It is indeed a nice feature of cmark. However, the need to handle deeply nested constructs is arguably a spec issue as well. These deeply nested constructs are hard to parse, especially for a simple pull parser like pulldown-cmark. The problem that I have is that really large values of n only benefit potential attackers; they’re exceedingly unlikely to be valuable to real users.
When you have the luxury of being able to parse from the inside out (ie, the order in which you generate elements doesn’t have to match either the input or output sequence), then the cost (in code complexity, etc) doesn’t matter much. In a pull parser, you have to scan all the way to the closing construct to decide what to do with the opening one - that’s where the O(n2) or worse behavior is coming from.
I haven’t yet decided what I’m going to do about this. It’s very possible I’ll just come up with O(n) algorithms that work well in the pull parser architecture, because it’s a chance to show off my prowess in solving programming puzzles. But right now it’s clearly not the best use of my time, because I need to sort out tables and so on before it becomes usable for rustdoc. Another possibility would be to add language to the spec introducing maximum nesting limits, as is done in several other places. These could even be enforced, to prevent two implementations from having two different outputs (so that '[' * n + 'a' + ']' * n + '(/url)' would not be parsed as a link above a defined value of n).
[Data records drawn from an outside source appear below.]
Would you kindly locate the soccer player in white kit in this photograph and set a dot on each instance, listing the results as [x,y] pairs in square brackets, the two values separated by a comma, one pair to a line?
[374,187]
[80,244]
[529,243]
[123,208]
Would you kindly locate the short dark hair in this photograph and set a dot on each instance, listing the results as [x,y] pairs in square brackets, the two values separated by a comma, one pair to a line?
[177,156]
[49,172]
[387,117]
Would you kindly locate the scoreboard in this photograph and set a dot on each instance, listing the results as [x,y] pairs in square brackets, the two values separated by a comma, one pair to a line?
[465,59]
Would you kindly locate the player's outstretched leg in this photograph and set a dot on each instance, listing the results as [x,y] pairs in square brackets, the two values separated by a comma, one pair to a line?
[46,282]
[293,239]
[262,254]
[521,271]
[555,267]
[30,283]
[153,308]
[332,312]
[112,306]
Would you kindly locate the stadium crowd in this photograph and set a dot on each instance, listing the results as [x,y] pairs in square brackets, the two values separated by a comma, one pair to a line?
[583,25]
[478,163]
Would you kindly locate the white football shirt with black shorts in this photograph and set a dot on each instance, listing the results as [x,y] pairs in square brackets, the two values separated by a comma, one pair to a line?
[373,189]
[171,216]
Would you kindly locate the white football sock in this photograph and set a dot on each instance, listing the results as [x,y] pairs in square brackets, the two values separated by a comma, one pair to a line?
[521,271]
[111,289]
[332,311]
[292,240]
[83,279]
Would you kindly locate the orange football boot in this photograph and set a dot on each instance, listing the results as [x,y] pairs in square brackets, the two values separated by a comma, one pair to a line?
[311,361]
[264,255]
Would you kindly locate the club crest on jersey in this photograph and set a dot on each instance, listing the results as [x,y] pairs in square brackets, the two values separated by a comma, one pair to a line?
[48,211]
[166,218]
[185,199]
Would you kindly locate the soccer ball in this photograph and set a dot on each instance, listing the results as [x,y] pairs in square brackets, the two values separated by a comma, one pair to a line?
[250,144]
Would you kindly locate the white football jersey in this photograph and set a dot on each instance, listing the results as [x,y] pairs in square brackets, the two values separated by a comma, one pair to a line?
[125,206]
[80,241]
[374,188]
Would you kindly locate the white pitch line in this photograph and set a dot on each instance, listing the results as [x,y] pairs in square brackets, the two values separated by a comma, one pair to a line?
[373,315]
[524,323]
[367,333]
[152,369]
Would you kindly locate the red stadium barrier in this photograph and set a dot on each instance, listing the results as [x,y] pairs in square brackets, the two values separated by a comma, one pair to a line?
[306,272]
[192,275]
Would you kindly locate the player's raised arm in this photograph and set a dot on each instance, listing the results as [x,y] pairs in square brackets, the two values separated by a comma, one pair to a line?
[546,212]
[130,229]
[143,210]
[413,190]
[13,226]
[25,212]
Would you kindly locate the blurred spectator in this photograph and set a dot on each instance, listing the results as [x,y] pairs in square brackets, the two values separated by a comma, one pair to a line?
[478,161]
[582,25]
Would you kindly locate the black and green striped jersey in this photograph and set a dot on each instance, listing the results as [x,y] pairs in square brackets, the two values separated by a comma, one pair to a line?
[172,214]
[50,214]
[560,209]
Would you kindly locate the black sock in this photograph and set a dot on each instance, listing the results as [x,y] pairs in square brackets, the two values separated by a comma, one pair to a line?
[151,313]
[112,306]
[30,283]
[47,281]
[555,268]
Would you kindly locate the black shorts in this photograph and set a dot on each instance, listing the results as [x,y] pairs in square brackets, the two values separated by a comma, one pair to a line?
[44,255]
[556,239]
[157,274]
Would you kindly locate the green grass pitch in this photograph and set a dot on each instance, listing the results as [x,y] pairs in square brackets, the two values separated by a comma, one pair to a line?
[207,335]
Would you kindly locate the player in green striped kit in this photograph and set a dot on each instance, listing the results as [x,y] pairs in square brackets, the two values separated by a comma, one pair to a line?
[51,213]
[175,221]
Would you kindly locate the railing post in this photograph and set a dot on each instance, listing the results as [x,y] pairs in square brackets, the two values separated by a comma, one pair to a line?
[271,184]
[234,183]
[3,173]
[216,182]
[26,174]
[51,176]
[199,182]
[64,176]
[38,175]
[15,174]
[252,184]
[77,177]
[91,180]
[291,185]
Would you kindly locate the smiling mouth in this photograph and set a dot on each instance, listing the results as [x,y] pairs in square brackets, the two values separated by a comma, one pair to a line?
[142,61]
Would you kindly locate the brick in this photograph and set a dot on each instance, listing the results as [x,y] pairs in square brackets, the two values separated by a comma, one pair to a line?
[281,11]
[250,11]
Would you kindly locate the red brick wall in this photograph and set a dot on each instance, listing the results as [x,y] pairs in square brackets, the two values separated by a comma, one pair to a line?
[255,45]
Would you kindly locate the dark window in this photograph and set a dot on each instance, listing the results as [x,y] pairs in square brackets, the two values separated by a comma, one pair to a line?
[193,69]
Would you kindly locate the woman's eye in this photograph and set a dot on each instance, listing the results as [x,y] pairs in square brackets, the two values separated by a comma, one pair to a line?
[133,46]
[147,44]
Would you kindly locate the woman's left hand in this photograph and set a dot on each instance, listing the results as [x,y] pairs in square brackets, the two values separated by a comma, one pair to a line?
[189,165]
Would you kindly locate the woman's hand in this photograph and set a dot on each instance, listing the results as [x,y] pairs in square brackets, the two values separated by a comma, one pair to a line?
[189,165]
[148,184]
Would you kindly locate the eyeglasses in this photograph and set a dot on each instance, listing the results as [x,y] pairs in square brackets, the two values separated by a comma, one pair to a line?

It would be extremely helpful if the efficient parsing algorithm were documented somewhere (and this is even more true for the state machine @vitaly describes in #7, if he hopes other implementors to adopt it). I wasn’t able to find any, other than looking at the code, and I was trying not to rely too much on that. I found the description in the spec to be extremely declarative and thus not all that helpful - I mostly worked through examples to understand what was going on. For me personally, an imperative description in terms of a stack would actually be clearer than the declarative language in the spec.
I also struggled quite a bit with the fact that whether link references resolve profoundly affects the parse. I started down the route of partially parsing them, then fixing up the output later when all references were known, but had to abandon it. I don’t think it would be considered a good design in a from-scratch light markup language, but for this issue I probably wouldn’t change the spec to simplify parsing - it would probably break compatibility with much existing input. When parsing CommonMark, you just have to accept that you need to take a full pass through link references before you can properly begin parsing inline.
Regarding extensions, my ideas are still bubbling, but I do not think that a plugin architecture, by itself, solves the problem of divergence of extensions.